Reisen nach Sachsen hatten für die Bundeskanzlerin zuletzt etwas Beschwerliches. Nirgendwo schien der Unmut über ihre Flüchtlingspolitik so groß wie im Freistaat. Bei einem Besuch am Donnerstag trifft die Kanzlerin wieder auf Kritik.

Neukirch (dpa) - Bundeskanzlerin Angela Merkel (CDU) hat bei einem Firmenbesuch des Maschinenbauers Trumpf in Sachsen für Augenmaß bei Kritik geworben. «Die Kritik hat was Gutes, weil sie uns ja auch unruhig macht», sagte sie in Neukirch (Landkreis Bautzen) vor Mitarbeitern.

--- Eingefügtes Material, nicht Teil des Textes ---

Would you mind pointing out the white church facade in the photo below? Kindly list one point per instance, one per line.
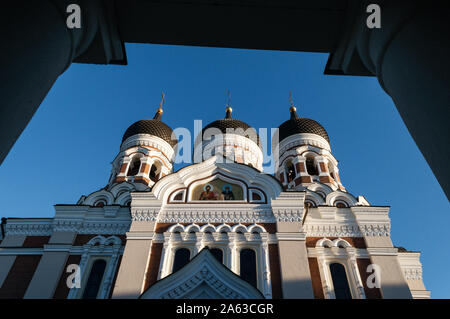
(218, 228)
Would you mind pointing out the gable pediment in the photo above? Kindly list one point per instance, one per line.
(203, 277)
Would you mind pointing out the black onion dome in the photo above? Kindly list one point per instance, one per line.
(297, 125)
(230, 123)
(153, 127)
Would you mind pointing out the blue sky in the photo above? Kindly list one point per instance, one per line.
(67, 148)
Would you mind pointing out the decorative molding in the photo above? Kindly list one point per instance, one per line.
(211, 215)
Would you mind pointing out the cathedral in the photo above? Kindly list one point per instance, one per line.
(220, 228)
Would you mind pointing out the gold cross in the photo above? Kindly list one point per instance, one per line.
(162, 100)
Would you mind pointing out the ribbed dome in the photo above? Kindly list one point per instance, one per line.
(297, 125)
(230, 123)
(153, 127)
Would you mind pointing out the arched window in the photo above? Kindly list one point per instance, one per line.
(290, 171)
(182, 257)
(217, 253)
(135, 164)
(311, 166)
(341, 204)
(95, 279)
(100, 203)
(154, 171)
(340, 282)
(248, 266)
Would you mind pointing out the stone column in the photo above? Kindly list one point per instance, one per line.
(131, 276)
(51, 266)
(384, 255)
(38, 48)
(7, 261)
(294, 266)
(409, 55)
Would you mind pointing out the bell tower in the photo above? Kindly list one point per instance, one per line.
(303, 155)
(147, 152)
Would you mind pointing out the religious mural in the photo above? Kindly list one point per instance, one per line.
(218, 190)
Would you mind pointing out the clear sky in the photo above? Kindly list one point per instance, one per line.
(66, 150)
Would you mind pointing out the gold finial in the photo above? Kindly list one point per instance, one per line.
(229, 110)
(162, 102)
(292, 108)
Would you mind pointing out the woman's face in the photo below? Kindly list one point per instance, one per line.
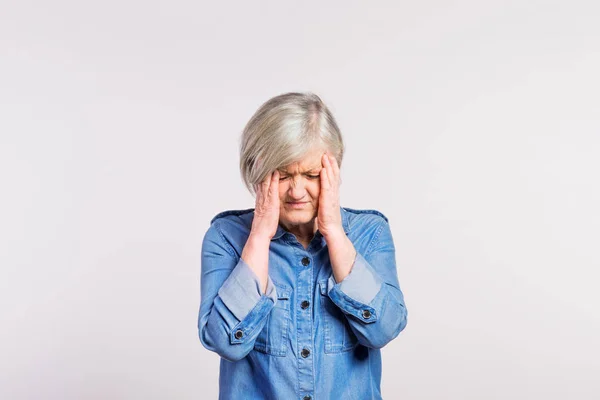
(299, 189)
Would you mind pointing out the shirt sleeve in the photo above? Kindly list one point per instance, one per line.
(370, 295)
(233, 311)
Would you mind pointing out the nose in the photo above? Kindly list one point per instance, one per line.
(297, 190)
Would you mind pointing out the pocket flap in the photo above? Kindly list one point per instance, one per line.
(323, 287)
(283, 292)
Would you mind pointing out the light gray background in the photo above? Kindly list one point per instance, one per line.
(473, 125)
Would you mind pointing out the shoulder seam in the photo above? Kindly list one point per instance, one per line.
(375, 239)
(228, 245)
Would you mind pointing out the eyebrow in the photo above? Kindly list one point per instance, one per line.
(304, 172)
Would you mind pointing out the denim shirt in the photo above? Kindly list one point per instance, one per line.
(308, 337)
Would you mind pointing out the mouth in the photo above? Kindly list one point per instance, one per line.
(296, 204)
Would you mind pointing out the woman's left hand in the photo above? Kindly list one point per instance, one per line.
(329, 218)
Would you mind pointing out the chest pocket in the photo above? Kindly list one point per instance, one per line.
(273, 338)
(338, 336)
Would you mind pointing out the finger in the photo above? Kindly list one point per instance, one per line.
(274, 187)
(329, 170)
(324, 180)
(334, 166)
(266, 183)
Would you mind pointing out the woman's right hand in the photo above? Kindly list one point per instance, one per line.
(266, 211)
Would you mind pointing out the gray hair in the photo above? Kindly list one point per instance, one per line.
(282, 131)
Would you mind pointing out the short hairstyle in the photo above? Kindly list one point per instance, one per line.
(282, 131)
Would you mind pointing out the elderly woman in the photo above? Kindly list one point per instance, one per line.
(298, 295)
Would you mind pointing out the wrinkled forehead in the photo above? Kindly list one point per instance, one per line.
(311, 162)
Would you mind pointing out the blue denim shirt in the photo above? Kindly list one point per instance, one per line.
(308, 336)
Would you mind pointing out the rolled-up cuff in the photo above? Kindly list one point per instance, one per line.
(361, 284)
(241, 290)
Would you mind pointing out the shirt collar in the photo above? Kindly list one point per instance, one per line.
(345, 224)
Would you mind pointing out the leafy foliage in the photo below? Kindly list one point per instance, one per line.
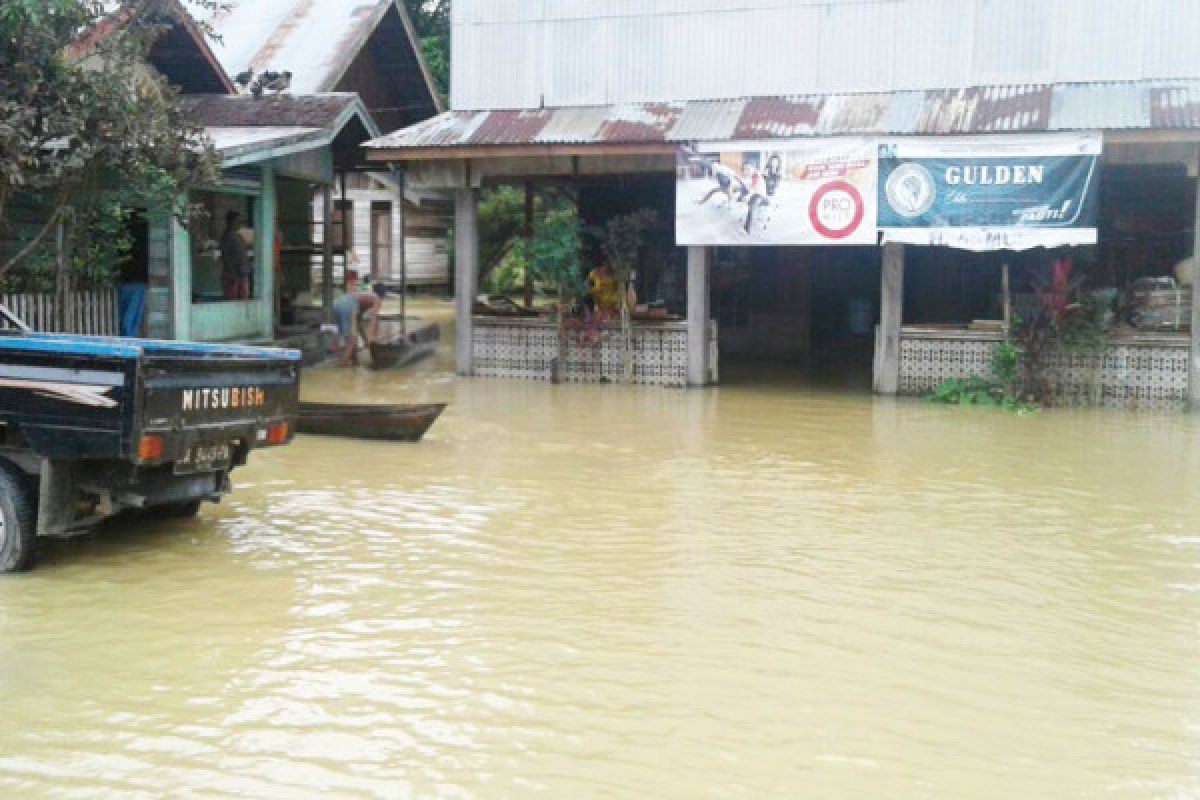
(555, 258)
(621, 242)
(1065, 318)
(431, 20)
(555, 254)
(87, 127)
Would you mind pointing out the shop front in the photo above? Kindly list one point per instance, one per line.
(221, 271)
(894, 260)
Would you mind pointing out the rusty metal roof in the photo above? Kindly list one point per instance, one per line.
(325, 112)
(978, 109)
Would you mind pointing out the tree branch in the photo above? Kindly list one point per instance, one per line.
(33, 244)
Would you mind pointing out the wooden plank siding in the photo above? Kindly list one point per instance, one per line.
(93, 312)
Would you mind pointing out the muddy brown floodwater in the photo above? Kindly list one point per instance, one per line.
(597, 591)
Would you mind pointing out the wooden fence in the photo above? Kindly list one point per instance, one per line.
(91, 312)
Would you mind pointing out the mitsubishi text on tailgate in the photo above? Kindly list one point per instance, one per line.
(91, 427)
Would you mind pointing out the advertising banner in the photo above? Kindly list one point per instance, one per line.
(805, 192)
(990, 192)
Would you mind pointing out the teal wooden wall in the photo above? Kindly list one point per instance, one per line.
(220, 322)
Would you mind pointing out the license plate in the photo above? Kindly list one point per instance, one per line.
(205, 458)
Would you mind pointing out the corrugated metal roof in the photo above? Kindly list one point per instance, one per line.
(979, 109)
(283, 110)
(315, 40)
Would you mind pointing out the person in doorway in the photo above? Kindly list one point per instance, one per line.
(727, 184)
(234, 263)
(353, 311)
(604, 290)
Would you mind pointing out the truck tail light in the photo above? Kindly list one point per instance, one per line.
(277, 433)
(150, 447)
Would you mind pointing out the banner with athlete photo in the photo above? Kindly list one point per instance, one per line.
(990, 192)
(793, 192)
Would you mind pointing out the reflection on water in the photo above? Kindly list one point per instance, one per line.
(597, 591)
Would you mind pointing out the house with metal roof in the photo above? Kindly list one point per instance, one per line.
(921, 162)
(370, 49)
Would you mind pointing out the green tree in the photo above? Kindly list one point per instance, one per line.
(88, 131)
(431, 20)
(621, 241)
(555, 259)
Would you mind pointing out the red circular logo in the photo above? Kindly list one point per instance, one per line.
(837, 210)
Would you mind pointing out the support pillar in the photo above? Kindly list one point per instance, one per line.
(466, 276)
(264, 253)
(528, 235)
(697, 316)
(327, 254)
(1194, 360)
(887, 341)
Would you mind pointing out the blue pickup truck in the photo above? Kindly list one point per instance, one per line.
(91, 427)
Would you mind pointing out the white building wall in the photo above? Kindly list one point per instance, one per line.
(528, 53)
(426, 245)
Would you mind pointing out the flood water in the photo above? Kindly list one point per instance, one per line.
(595, 591)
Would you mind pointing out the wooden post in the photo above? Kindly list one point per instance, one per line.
(466, 268)
(61, 278)
(402, 246)
(887, 356)
(327, 262)
(697, 316)
(264, 252)
(1194, 361)
(1006, 289)
(528, 234)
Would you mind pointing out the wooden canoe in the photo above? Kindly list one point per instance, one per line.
(381, 422)
(397, 349)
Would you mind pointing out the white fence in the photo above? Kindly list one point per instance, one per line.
(93, 312)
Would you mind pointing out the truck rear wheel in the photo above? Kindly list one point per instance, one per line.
(18, 522)
(181, 510)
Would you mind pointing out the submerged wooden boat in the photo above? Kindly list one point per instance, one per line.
(381, 422)
(402, 342)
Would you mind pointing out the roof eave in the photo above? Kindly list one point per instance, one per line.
(369, 30)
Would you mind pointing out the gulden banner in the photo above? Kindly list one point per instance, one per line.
(981, 193)
(990, 192)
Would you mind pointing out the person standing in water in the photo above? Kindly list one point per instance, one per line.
(351, 311)
(234, 263)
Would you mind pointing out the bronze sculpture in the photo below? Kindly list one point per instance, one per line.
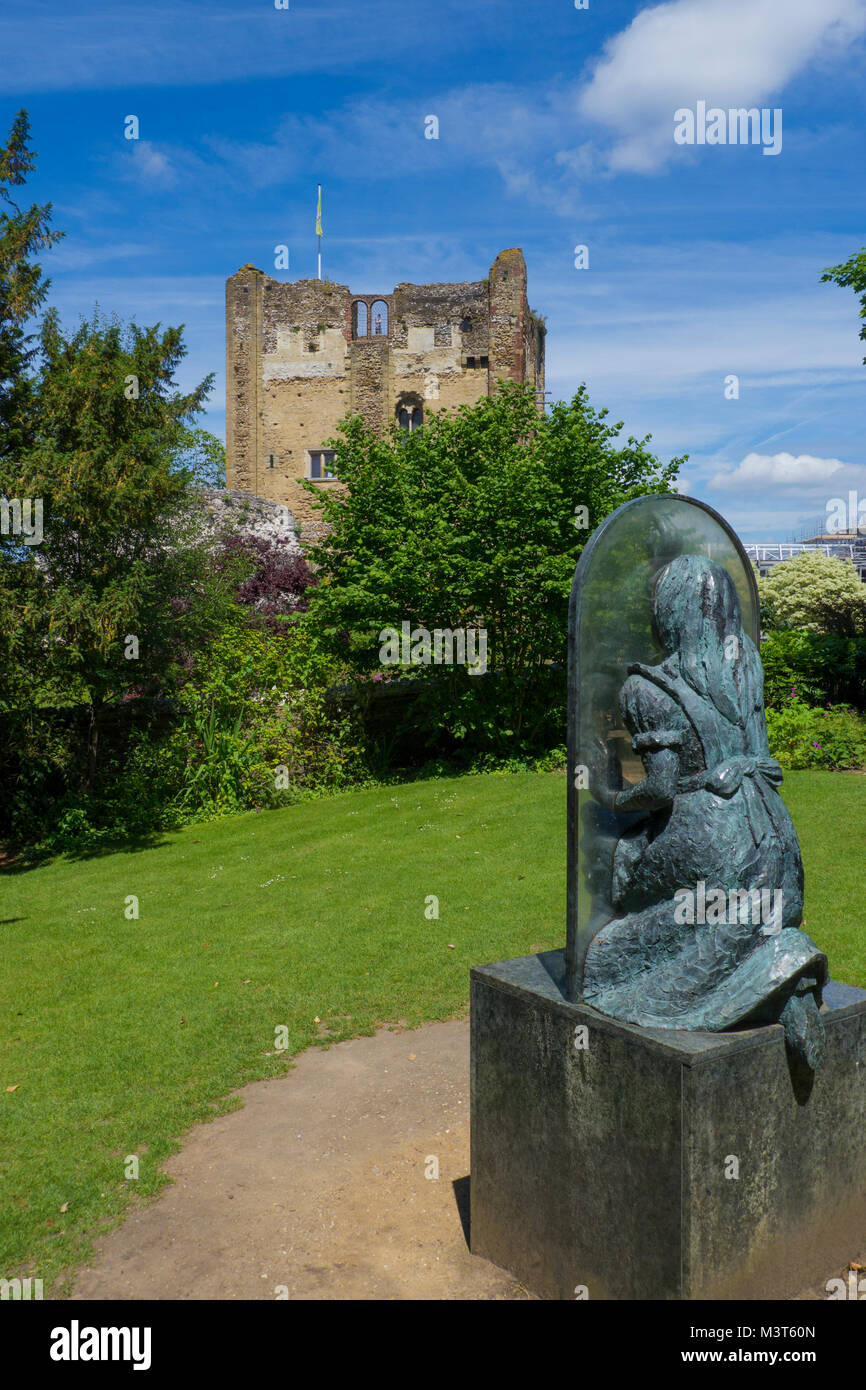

Wichtig sei aber auch, Kritik konstruktiv zu nutzen. Die Gesellschaft müsse ein richtiges Maß finden. Begleitet wurde Merkel vom sächsischen Ministerpräsidenten Michael Kretschmer (CDU). Nach ihrem Firmenbesuch fuhr die Kanzlerin weiter nach Dresden, um sich mit der CDU-Landtagsfraktion zu treffen. Bei Merkels Ankunft hatten sich etwa 300 Pegida- und AfD-Anhänger in Sichtweite des Landtages versammelt und die Kanzlerin unter anderem als «Volksverräterin» beschimpft.

Kurz vor dem Eintreffen der Kanzlerin hatten Unbekannte in der Nähe des Landtags aus einer Personengruppe heraus zwei Ampullen mit einer übelriechenden Flüssigkeit geworfen. Das sagte ein Sprecher der Polizei Dresden. Dabei könnte es sich um Buttersäure handeln. Die Polizei ermittelt nun wegen versuchter Körperverletzung. Zuerst hatte Radio Dresden berichtet. Nach Beobachtung eines dpa-Reporters war der Geruch jedoch nur in unmittelbarer Nähe wahrnehmbar und richtete keinen Schaden an.